Abstract

More and more online retailers now offer free delivery for orders exceeding a minimum purchase quantity—in effect, a threshold free shipping (TFS) policy. While TFS has become so prevalent in e-tailing, there is still not much known about the factors that may influence the consumers’ intentions to pay for delivery when they purchase less than the specified quantity. Based on the dual entitlement principle, we develop a conceptual model to examine the possible influence on consumer perceptions of the characteristics of the TFS policy (i.e., threshold level, shipping charge, and delivery timing) and how this may influence their inferred retailer's motive and value perceptions, which in turn impacts their perceptions of the fairness of the policy and willingness to pay for shipping when the threshold for free shipping is out of reach.
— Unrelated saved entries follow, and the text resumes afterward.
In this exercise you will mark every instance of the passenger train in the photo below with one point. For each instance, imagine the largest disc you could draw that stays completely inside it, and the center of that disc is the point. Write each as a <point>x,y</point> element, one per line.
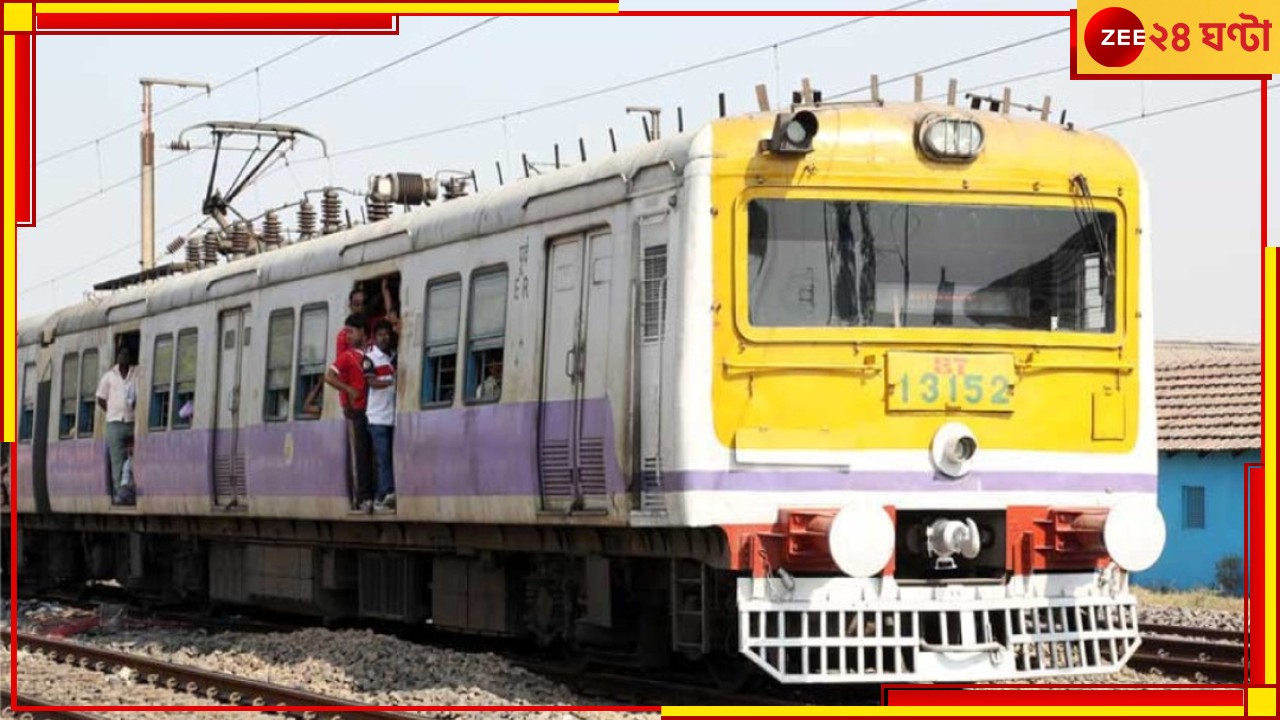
<point>837,393</point>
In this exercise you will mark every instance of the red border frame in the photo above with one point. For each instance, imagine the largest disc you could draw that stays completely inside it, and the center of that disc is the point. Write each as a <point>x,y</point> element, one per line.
<point>1132,76</point>
<point>227,24</point>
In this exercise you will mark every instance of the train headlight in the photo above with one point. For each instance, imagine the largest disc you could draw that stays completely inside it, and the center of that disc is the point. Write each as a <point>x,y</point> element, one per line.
<point>954,449</point>
<point>1134,534</point>
<point>862,540</point>
<point>950,139</point>
<point>792,133</point>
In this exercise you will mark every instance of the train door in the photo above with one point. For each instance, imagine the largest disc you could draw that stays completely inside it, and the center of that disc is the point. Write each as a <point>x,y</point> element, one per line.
<point>229,481</point>
<point>574,415</point>
<point>649,350</point>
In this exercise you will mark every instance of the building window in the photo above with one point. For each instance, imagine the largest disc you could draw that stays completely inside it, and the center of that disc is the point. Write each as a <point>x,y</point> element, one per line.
<point>440,351</point>
<point>279,365</point>
<point>27,422</point>
<point>312,341</point>
<point>1193,507</point>
<point>161,383</point>
<point>184,379</point>
<point>487,332</point>
<point>68,392</point>
<point>88,393</point>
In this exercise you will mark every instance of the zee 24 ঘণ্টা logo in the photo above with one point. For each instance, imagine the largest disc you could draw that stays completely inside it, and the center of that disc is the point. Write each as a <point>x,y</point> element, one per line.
<point>1115,36</point>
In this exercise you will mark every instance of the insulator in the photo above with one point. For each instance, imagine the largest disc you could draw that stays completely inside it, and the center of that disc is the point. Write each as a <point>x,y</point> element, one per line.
<point>379,209</point>
<point>272,228</point>
<point>211,247</point>
<point>403,188</point>
<point>455,188</point>
<point>306,220</point>
<point>240,238</point>
<point>330,210</point>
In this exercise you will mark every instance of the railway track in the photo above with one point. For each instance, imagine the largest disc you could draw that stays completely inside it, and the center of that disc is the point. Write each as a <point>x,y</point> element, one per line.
<point>8,700</point>
<point>1198,652</point>
<point>216,687</point>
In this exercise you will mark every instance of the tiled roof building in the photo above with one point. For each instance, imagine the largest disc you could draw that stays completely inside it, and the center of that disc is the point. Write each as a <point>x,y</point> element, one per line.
<point>1208,396</point>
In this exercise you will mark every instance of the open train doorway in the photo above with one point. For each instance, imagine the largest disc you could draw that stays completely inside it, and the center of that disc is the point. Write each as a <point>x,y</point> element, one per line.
<point>378,300</point>
<point>229,468</point>
<point>119,434</point>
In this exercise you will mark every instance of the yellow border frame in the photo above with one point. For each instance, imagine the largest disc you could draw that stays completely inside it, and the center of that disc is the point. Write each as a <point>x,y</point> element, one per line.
<point>18,18</point>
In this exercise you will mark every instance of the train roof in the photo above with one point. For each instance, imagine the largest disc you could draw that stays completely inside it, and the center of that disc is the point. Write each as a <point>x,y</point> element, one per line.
<point>538,199</point>
<point>878,131</point>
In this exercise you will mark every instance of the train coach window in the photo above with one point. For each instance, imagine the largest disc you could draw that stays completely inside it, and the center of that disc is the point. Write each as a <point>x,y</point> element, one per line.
<point>161,383</point>
<point>440,351</point>
<point>184,378</point>
<point>312,333</point>
<point>27,420</point>
<point>69,392</point>
<point>827,263</point>
<point>87,399</point>
<point>279,365</point>
<point>487,332</point>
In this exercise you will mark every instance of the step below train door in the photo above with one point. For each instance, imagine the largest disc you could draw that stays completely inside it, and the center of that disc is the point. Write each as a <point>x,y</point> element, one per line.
<point>229,481</point>
<point>574,415</point>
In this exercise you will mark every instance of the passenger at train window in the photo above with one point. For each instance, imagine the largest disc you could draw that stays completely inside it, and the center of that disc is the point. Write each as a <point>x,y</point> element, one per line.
<point>492,386</point>
<point>382,413</point>
<point>311,405</point>
<point>117,396</point>
<point>312,360</point>
<point>355,306</point>
<point>487,331</point>
<point>187,356</point>
<point>347,376</point>
<point>391,310</point>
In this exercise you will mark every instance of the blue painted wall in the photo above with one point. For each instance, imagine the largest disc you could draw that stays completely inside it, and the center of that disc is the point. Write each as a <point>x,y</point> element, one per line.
<point>1191,555</point>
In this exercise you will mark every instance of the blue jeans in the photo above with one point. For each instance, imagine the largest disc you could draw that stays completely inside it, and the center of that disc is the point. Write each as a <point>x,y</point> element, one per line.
<point>384,437</point>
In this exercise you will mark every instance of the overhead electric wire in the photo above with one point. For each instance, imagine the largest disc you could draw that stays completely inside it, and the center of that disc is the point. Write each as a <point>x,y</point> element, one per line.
<point>615,87</point>
<point>380,68</point>
<point>105,256</point>
<point>950,63</point>
<point>78,201</point>
<point>1184,106</point>
<point>1005,81</point>
<point>1016,78</point>
<point>178,104</point>
<point>521,112</point>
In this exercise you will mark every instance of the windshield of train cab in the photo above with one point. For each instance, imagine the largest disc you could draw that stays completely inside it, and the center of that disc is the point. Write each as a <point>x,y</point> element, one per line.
<point>835,263</point>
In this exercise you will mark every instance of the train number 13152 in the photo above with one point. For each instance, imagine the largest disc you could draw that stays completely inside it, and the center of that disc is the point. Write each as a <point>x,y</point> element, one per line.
<point>931,382</point>
<point>954,388</point>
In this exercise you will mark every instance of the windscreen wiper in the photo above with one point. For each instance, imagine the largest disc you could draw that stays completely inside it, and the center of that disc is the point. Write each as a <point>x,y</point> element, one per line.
<point>1088,219</point>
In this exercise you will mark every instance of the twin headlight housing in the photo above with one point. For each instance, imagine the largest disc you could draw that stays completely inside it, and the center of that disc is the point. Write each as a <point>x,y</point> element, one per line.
<point>947,139</point>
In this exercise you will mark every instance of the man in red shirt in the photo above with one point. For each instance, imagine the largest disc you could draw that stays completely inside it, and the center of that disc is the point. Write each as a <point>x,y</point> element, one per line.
<point>347,374</point>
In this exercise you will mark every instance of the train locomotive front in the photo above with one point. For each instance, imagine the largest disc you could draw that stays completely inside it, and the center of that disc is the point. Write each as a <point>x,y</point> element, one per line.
<point>849,392</point>
<point>931,434</point>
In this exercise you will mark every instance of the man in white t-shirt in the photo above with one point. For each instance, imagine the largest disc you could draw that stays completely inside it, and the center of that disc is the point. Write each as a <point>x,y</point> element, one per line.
<point>117,396</point>
<point>382,413</point>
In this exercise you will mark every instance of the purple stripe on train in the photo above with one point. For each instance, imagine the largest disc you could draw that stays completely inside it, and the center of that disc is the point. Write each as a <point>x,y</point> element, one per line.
<point>488,450</point>
<point>817,481</point>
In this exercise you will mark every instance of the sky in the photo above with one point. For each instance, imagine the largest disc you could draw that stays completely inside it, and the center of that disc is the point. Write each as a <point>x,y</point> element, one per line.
<point>1202,164</point>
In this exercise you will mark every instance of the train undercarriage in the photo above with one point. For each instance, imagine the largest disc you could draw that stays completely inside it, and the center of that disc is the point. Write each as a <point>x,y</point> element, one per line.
<point>638,598</point>
<point>641,598</point>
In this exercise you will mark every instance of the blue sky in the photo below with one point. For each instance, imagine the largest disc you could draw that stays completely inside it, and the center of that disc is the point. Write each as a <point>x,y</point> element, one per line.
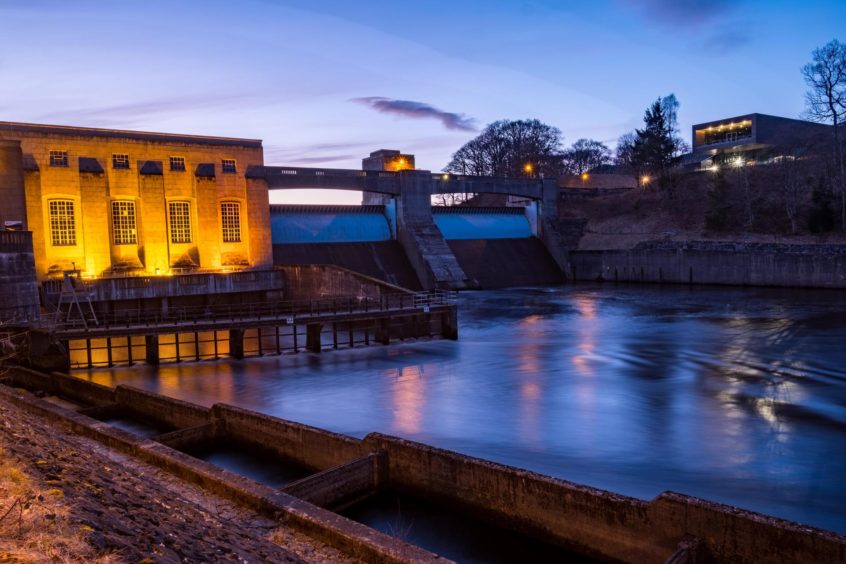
<point>325,82</point>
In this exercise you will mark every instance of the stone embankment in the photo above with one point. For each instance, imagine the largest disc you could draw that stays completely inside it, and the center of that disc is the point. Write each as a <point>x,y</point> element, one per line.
<point>138,513</point>
<point>717,262</point>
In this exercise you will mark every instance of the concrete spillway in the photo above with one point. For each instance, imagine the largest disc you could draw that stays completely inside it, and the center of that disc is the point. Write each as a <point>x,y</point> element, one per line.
<point>503,263</point>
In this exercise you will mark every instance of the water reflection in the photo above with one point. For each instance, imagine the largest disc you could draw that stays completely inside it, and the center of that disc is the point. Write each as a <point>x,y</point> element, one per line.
<point>735,395</point>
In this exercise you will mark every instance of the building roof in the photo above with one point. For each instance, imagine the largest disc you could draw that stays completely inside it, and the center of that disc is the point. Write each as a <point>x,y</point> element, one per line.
<point>9,128</point>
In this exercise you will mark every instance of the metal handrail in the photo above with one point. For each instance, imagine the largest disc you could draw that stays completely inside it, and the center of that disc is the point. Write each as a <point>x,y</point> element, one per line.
<point>289,311</point>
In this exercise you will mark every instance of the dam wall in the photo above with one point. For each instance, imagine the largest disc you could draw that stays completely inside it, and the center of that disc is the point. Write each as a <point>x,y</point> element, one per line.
<point>724,263</point>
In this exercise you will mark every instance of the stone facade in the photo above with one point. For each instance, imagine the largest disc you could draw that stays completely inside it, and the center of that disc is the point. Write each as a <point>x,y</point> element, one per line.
<point>114,203</point>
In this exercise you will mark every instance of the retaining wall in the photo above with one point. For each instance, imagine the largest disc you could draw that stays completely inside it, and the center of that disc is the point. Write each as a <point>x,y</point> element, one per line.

A total of 367 online responses were collected. The results reveal that consumers’ inferred motive for the retailer's TFS policy is positively influenced by their perceptions of the threshold and shipping fees as a profit generator, but negatively influenced by the delivery timeliness. As hypothesized, both perceived threshold and delivery timeliness contribute to the consumers’ value perceptions. In addition, perceived policy fairness is affected by the perceptions of shipping fees as a profit generator and perceived value. Finally, the consumer's willingness to pay for shipping is mainly affected by the inferred motive rather than the perceived value and policy fairness perceptions.